Awakening Inner Freedom
‘If we do not focus on human limits and pathology, what is the alternative? It is the belief that human freedom is possible under any circumstances. Buddhist teachings put it this way: “Just as the great oceans have but one taste, the taste of salt, so do all the teachings of the Buddha have but one taste, the taste of liberation.”
Psychologist Viktor Frankl was the sole member of his family to survive the Nazi death camps. Nevertheless, in spite of his suffering, he found a path to healing. Frankl wrote, “We who lived in concentration camps can remember the men who walked through the huts comforting others, giving away their last piece of bread. They may have been few in number, but they offer sufficient proof that everything can be taken from a man but one thing: the last of the human freedoms - to chose one’s attitude in any given set of circumstances, to chose one’s own way.”
When we are lost in our worst crises and conflicts, in the deepest states of fear and confusion, our pain can be endless. We can feel as if there is no exit, no hope. Yet some hidden wisdom longs for freedom. “If it were not possible to free the heart from entanglement in unhealthy states,” says the Buddha, “I would not teach you to do so. But just because it is possible to free the heart from entanglement in unhealthy states do I offer these teachings.”

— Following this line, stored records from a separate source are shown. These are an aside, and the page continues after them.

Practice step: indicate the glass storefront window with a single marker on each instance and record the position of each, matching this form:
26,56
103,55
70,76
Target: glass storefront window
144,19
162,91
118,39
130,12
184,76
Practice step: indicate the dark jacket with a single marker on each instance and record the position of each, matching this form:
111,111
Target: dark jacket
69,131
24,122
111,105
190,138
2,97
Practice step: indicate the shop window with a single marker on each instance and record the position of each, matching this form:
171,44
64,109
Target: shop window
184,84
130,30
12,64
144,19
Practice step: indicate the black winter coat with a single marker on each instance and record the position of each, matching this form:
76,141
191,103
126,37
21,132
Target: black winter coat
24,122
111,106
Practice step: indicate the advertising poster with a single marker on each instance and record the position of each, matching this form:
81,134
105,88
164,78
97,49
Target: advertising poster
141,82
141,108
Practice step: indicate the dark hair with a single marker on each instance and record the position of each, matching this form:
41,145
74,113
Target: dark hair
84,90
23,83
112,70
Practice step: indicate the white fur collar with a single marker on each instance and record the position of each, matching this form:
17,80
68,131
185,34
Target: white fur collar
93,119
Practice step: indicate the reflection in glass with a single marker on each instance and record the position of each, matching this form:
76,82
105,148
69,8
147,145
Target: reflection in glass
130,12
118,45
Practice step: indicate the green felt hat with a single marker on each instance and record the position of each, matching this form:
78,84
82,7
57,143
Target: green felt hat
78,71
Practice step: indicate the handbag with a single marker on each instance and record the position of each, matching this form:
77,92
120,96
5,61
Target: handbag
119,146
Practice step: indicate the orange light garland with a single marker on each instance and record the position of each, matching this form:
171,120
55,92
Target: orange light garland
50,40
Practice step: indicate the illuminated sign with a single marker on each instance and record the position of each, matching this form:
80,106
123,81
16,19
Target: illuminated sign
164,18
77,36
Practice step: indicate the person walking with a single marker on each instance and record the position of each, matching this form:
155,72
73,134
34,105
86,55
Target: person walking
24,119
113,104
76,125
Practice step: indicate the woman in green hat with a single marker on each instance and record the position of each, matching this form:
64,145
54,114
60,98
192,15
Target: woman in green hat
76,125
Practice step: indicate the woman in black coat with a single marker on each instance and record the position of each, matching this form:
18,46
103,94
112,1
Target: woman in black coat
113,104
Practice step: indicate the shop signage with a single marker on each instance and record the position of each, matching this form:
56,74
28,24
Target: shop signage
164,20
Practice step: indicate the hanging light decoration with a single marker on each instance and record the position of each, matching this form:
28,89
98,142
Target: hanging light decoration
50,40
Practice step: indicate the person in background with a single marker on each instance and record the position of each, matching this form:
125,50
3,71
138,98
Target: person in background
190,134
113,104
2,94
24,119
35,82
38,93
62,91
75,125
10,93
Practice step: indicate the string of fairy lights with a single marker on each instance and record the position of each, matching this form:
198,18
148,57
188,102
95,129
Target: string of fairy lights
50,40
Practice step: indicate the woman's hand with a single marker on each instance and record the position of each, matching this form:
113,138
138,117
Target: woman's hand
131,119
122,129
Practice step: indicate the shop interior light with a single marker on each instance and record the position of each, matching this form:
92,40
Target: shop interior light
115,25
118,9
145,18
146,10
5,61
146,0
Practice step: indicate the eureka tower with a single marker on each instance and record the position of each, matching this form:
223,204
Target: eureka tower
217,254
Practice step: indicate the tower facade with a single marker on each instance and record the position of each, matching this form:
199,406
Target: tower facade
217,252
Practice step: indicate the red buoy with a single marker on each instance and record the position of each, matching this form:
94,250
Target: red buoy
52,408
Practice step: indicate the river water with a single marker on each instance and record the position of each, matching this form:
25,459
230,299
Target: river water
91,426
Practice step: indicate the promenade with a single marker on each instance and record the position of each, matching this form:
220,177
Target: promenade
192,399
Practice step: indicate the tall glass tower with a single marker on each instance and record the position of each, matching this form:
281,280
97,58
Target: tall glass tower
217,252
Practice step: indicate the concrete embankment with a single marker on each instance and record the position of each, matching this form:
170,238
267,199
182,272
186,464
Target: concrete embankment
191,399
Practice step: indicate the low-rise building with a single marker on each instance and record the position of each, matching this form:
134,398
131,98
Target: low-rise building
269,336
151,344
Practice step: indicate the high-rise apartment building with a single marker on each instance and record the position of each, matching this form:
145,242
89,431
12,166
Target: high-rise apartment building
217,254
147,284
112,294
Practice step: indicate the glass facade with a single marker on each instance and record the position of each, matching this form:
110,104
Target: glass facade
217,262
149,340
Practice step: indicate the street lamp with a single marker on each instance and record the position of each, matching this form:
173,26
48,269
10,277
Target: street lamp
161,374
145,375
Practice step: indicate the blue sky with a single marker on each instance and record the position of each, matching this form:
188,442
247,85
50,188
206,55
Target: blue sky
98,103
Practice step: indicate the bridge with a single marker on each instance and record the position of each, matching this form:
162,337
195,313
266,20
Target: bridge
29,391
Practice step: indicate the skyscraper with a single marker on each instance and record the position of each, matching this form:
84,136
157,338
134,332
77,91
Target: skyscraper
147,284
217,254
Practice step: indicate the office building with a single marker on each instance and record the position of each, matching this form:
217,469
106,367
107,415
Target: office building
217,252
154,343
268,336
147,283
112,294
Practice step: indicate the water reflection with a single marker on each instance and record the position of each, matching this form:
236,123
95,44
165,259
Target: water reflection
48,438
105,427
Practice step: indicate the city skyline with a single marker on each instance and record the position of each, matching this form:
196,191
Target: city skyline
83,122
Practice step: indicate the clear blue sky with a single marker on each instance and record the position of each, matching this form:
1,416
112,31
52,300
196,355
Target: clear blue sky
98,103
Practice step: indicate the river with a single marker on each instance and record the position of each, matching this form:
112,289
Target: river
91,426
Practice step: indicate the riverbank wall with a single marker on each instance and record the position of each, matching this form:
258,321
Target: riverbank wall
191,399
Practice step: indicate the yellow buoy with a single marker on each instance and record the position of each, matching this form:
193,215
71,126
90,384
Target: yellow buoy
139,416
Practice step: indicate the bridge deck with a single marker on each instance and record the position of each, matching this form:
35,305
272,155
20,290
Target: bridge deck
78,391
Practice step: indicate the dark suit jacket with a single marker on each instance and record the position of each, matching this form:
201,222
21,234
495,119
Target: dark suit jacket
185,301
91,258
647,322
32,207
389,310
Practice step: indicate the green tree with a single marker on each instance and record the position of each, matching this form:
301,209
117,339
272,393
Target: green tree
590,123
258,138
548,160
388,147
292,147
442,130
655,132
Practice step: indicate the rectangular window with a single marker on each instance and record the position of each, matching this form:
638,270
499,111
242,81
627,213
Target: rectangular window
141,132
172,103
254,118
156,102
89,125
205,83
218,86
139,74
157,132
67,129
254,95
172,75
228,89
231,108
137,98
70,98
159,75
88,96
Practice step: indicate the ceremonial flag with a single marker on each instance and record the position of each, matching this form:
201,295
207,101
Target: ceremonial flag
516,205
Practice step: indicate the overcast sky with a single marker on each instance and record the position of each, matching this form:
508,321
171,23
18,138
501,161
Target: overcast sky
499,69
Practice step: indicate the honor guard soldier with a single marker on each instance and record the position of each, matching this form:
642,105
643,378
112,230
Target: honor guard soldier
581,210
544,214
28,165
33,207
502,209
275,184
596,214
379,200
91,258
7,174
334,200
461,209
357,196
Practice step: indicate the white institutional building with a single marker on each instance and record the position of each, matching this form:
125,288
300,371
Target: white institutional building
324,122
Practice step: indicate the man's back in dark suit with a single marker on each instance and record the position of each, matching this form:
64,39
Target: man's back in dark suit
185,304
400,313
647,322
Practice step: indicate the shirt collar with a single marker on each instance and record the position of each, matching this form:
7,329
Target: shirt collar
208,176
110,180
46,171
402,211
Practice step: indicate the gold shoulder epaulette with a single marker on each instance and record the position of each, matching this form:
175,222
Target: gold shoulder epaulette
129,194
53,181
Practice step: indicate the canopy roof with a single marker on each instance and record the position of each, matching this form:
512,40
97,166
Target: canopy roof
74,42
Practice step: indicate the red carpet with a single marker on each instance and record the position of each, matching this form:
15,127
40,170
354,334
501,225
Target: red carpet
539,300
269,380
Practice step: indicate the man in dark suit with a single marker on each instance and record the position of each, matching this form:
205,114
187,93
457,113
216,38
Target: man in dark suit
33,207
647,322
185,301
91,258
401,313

Awakening this inner freedom of spirit is the purpose of the hundreds of Buddhist practices and training's. Each of these practices helps us to recognize and let go of unhealthy patterns that create suffering and develop healthy patterns in their place. What is important about the Buddhist psychological approach is the emphasis on training and practice, as well as understanding. Instead of going into therapy to discuss your problems and be listened to once a week, there is a regimen of daily and ongoing training's and disciplines to help you learn and practice healthy ways of being. These practices return us to our innate wisdom and compassion, and they direct us toward freedom.’
By Jack Kornfield, The Wise Heart: A Guide to the Universal Teachings of Buddhist Psychology.